Jeremy Nichols was born in Tokyo, Japan in 1982. He spent most of his youth in the suburbs of Columbus, Ohio. After high school, he went to the Ohio State University to study printmaking under Charels Massey jr. and Philip von Rabbe. Shortly after he graduated with a BFA, he moved to Portland, Oregon where he is currently working, drawing, painting, and starring at walls.
Ritchelly Oliveira draws from emotions to create his different pieces. Building on his talent for sketching which he discovered at a young age, Oliveira developed a distinctive style: hyperrealistic portraiture often interspersed with surrealistic elements that surprise and captivate. While the artist admits that there can be a cliché behind the emotion, he sees the bumps and anxieties hidden beneath the surface. This has inspired him to display these scars in his own work as he has witnessed them on his own path.
Katy Ann Gilmore is a visual artist living and working in Los Angeles. She received a BA in Mathematics, Art, and Spanish from Greenville College in Greenville, IL and an MFA in Visual Art from Azusa Pacific University in Azusa, CA. Working in sculpture, installation, and drawing/painting, she is currently influenced heavily by topography and the relationship between 2D, perpendicular planes and their distortions into 3D space.
John Harman’s exploratory, give-it-a-go-and-see-what-happens attitude has propelled him since he was a boy.
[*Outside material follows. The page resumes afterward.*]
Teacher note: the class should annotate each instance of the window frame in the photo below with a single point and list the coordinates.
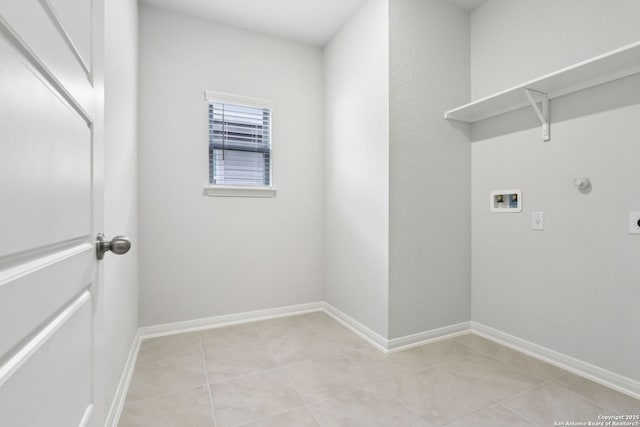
(221, 190)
His iterative journey has had its fits and starts, but its forward momentum has been fueled by his unceasing curiosity and his desire to learn—not just from his tools, but also from the larger creative community. While working full-time, Harman pursued a four-year degree in video game art. The courses taught him a lot, but they skipped right over the basics, so, as with Photoshop before, his made his own way through 3D Studio Max, Adobe InDesign, and a whole host of other programs.
Los Angeles based Thomas Housago’s work playfully subverts the expectation of sculpture. Drawing reference to a multitude of styles such as Classicism, Cubism, and Futurism, Houseago’s intentionally clumsy forms trade the imperious and enduring qualities of traditional bronze or marble for the humble aesthetic of plaster and various found materials. Lacking the weighty physical stature associated with three dimensional media, Houseago’s ‘monumental’ structures appear almost comically flimsy, reducing the grandiose weight of art history into sympathetic effigies.
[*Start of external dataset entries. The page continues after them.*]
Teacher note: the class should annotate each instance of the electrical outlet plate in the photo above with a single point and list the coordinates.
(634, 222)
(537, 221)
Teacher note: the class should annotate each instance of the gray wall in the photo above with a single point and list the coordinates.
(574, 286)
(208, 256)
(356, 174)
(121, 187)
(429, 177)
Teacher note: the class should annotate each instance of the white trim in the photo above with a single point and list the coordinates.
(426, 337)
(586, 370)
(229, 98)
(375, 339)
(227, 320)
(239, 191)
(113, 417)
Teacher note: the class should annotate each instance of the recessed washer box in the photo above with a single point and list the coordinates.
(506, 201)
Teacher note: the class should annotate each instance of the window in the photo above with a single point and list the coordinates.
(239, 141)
Houseago is fascinated by tribal art from Africa and the South Pacific, an influence evident in the primitivist mask-like heads and crude features of his disjointed figures. To create them, Houseago begins with a structure of iron rods, then adds materials such as plaster, hemp, and wood. Some of his works incorporate charcoal or graphite sketches of faces and anatomy on plaster and wood panels, producing an unfinished look that draws attention to the artist’s process.
Brooklyn-based painter Torey Thornton creates abstract, crudely rendered forms to explore the picture plane as both a spatial field and a medium for conjuring images and sensibilities. Thornton rejects the canvas, instead preferring the textural possibilities of paper, found wood, and slatted panels, all of which serve as the grounds for spray and acrylic paint, as well as collaged objects. His paintings exhibit various influences, from color field and monochrome painting to biomorphic abstractions. Certain elements suggest recognizable forms—cars, the sun—while others are more cryptic, such as the repeated appearance of perpendicular lines.